MARKET REPORT: US tech takes a battering amid misery on Wall Street as storm clouds gather around the global economy
US stock markets took another beating last night as the global sell-off accelerated.
After the FTSE 100 closed down 2.3 per cent, or 171.36 points at 7216.58 in London, the S&P 500 index of major American firms slid 3.2 per cent – falling below 4,000 points for the first time in more than a year.
The tech-heavy Nasdaq tumbled 4 per cent, and the Dow Jones slid 2 per cent. Shares in technology companies were hit once again with electric car-maker Tesla down 9 per cent, Facebook owner Meta off 3.7 per cent and Apple 3.3 per cent lower.
The S&P 500 index of major American firms slid 3.2% – falling below 4,000 points for the first time in more than a year while the tech-heavy Nasdaq fell 4.3%, and the Dow Jones slid 2%
The downturn came after several of the world’s key central banks hiked interest rates in recent weeks, in an attempt to fight soaring inflation.
But if they bump up rates too fast, they risk depressing the Covid recovery.
This is a worry for high-growth companies such as Meta and Tesla.
The latest market slide came after data showed Chinese exports grew at the slowest rate in two years – up just 3.9 per cent in April – as the world’s second largest economy was battered by Covid lockdowns and weak global demand.
Victoria Scholar, head of investment at online service Interactive Investor, said Beijing’s ‘draconian’ strategy to contain a growing Covid-19 outbreak was putting supply chains ‘under pressure’ as the measures forced factories to close and clogged up transport hubs.
In London, concerns that a slowdown in China will hit demand for raw materials sent shares in Glencore down 6 per cent, or 29.05p, to 458.55p.
Rio Tinto dropped 4.6 per cent, or 252p, to 5188p, Anglo American slumped 5.4 per cent, or 188.5p, to 3300p, Antofagasta fell 6.5 per cent, or 95p, to 1362p and BHP shed 4.4 per cent, or 118p, to 2539.5 p.
Stock Watch – Tungsten Corp.
Tungsten Corp. jumped after accepting a takeover bid from a Swedish automation firm.
The all-cash offer from Pagero Group values the electronic invoicing specialist at £ 61million, or 48p per share.
The bid trumps a previous 42p per share offer from Californian group Kofax.
The company’s board will unanimously recommend the Pagero bid to shareholders having previously backed the Kofax offer.
The shares surged 8.6 per cent, or 3.9p, to 49.25p.
Oil prices also took a hit with Brent crude tumblin 7 per cent to $ 105 a barrel, although the prospect of a European oil on Russian oil continued to provide a bedrock of support.
BP dipped 5.1 per cent, or 21.85p, to 404.8p as crude prices dropped and rival Shell slipped 3.2 per cent, or 74.5p, to 2225p.
Housebuilders were on the slide after analysts at Deutsche Bank slashed their target prices across the sector as they counted the cost of fire safety works to repair dangerous cladding.
Barratt Developments fell 2.3 per cent, or 11p, to 459.1p, Taylor Wimpey lost 2.6 per cent, or 3.2p, to 120.25p, Vistry dropped 2.9 per cent, or 23p, to 760.5p, Redrow shed 2.6 per cent, or 13.5 p, to 500p, Bellway slumped 2.5 per cent, or 58p, to 2232p and Crest Nicholson slipped 2.7 per cent, or 6.4p, to 233p.
FTSE 250 insurer Beazley bounced 32.7 per cent, or 11.6p, to 441.8p after analysts at both Jefferies and Berenberg hiked their target prices on the stock.

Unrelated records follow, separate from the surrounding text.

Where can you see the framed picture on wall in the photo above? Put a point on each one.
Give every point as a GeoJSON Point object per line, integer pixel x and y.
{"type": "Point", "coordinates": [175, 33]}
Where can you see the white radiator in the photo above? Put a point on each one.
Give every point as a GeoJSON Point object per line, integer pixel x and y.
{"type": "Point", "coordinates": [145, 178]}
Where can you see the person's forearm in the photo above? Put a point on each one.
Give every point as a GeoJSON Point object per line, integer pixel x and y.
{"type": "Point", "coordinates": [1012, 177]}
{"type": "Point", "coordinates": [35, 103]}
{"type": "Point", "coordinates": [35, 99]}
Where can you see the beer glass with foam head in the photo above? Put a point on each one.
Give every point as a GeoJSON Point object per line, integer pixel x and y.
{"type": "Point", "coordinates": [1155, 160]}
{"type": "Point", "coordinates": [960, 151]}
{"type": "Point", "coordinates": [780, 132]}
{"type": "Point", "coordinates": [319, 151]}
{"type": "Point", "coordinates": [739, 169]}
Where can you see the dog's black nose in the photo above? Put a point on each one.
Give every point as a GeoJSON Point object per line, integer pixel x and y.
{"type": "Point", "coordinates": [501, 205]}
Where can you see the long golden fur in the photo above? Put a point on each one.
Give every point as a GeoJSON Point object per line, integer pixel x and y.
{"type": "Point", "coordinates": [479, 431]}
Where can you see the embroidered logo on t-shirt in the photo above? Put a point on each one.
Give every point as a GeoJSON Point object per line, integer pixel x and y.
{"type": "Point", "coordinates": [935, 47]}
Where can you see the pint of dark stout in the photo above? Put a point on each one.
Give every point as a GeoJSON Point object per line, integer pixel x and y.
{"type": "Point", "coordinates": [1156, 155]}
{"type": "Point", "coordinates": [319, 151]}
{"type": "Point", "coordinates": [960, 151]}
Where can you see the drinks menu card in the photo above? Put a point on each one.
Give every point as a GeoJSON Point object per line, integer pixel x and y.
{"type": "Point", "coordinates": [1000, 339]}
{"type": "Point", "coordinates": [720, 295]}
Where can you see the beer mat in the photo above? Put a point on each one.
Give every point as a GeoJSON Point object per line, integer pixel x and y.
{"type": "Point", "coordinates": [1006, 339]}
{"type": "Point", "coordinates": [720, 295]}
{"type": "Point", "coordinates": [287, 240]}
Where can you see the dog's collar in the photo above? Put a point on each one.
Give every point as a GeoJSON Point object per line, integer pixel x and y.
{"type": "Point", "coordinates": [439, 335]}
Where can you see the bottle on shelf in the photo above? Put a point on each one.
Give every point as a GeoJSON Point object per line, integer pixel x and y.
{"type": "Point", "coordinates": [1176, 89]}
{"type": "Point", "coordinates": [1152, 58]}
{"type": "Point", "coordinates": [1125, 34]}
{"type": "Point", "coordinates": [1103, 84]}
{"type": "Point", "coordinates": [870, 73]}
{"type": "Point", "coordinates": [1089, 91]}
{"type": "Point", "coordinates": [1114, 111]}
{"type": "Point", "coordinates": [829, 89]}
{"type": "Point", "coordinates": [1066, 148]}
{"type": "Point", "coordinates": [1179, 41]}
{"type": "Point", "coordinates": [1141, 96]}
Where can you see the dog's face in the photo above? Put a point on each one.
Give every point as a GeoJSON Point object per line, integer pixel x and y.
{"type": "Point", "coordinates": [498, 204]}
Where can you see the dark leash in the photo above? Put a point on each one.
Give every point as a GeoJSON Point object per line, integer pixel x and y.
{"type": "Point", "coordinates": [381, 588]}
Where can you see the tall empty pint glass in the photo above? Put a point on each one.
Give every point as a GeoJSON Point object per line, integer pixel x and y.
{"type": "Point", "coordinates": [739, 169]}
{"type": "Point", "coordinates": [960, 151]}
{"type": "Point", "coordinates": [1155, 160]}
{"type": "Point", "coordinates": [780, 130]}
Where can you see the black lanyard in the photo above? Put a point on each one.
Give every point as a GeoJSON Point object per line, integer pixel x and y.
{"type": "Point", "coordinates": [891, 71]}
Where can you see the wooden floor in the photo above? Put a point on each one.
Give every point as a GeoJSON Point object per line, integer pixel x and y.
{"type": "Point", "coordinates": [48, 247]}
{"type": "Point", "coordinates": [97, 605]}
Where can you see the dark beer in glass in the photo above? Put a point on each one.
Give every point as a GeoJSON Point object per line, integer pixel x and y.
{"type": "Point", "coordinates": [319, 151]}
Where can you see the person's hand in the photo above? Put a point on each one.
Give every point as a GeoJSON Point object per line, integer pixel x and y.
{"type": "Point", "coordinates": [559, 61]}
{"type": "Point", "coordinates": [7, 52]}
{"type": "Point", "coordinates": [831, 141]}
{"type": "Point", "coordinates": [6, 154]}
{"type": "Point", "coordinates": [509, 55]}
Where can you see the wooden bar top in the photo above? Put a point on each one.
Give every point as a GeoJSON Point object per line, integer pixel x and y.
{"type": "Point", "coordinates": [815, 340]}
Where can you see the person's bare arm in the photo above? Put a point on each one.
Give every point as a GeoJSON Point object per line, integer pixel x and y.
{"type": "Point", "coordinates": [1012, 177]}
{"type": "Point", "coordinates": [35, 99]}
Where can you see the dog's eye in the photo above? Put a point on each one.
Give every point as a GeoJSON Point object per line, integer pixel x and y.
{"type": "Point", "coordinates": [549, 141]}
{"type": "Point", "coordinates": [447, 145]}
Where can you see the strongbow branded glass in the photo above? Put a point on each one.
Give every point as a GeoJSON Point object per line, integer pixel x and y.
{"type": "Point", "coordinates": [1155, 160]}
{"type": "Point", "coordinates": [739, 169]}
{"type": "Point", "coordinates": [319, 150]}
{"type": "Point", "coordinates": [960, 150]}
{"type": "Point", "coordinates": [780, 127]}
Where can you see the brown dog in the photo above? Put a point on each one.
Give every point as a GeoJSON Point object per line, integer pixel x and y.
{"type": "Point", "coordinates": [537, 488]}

Irish conglomerate NCC Group rose 3.7 per cent, or 6.8p, to 191.8p after unveiling its next chief executive.
Mike Maddison, head of cyber-security for Europe, the Middle East and Africa at accountancy group EY, will take over the top job at the start of August replacing outgoing boss Adam Palser.
The group also issued a brief trading update, predicting that revenues in the second half will be ‘substantially higher’ than both the first half and year-on-year.

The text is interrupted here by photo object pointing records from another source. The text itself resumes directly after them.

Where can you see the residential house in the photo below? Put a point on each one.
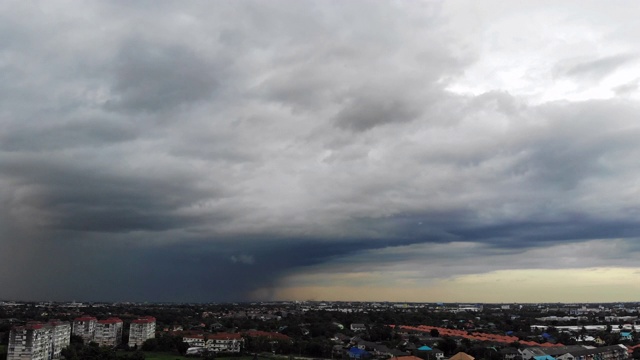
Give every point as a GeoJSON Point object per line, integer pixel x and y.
{"type": "Point", "coordinates": [37, 341]}
{"type": "Point", "coordinates": [141, 330]}
{"type": "Point", "coordinates": [85, 327]}
{"type": "Point", "coordinates": [225, 343]}
{"type": "Point", "coordinates": [109, 332]}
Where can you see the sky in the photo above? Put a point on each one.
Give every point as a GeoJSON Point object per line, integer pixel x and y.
{"type": "Point", "coordinates": [233, 150]}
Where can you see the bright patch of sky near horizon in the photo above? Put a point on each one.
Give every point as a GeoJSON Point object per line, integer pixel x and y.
{"type": "Point", "coordinates": [408, 151]}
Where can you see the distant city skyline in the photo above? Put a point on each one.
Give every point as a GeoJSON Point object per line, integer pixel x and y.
{"type": "Point", "coordinates": [420, 151]}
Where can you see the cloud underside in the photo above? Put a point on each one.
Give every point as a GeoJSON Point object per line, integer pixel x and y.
{"type": "Point", "coordinates": [235, 152]}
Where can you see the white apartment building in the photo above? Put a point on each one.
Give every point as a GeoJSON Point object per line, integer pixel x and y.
{"type": "Point", "coordinates": [85, 327]}
{"type": "Point", "coordinates": [36, 341]}
{"type": "Point", "coordinates": [108, 332]}
{"type": "Point", "coordinates": [60, 337]}
{"type": "Point", "coordinates": [141, 330]}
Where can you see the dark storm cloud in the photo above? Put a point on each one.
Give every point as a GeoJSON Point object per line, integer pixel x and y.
{"type": "Point", "coordinates": [202, 151]}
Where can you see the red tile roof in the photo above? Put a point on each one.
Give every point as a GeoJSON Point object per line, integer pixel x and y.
{"type": "Point", "coordinates": [144, 320]}
{"type": "Point", "coordinates": [269, 335]}
{"type": "Point", "coordinates": [225, 336]}
{"type": "Point", "coordinates": [86, 318]}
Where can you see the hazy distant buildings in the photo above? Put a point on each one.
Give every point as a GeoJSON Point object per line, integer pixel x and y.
{"type": "Point", "coordinates": [36, 341]}
{"type": "Point", "coordinates": [141, 330]}
{"type": "Point", "coordinates": [108, 332]}
{"type": "Point", "coordinates": [85, 327]}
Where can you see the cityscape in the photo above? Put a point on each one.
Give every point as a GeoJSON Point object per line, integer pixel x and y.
{"type": "Point", "coordinates": [320, 330]}
{"type": "Point", "coordinates": [319, 179]}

Victrex dropped 6.8 per cent, or 123p, to 1675p following a disappointing set of half-year results.
The polymer maker reported a pre-tax profit of £ 43.6million for the six months to the end of March, down 6 per cent year-on-year despite a 6 per cent rise in revenues to £ 160.1million.
The profit dip was blamed on costs related to the firm’s implementation of a new software system.
The FTSE 250, meanwhile, fell 2.6 per cent, or 512.95 points, to 19306.72.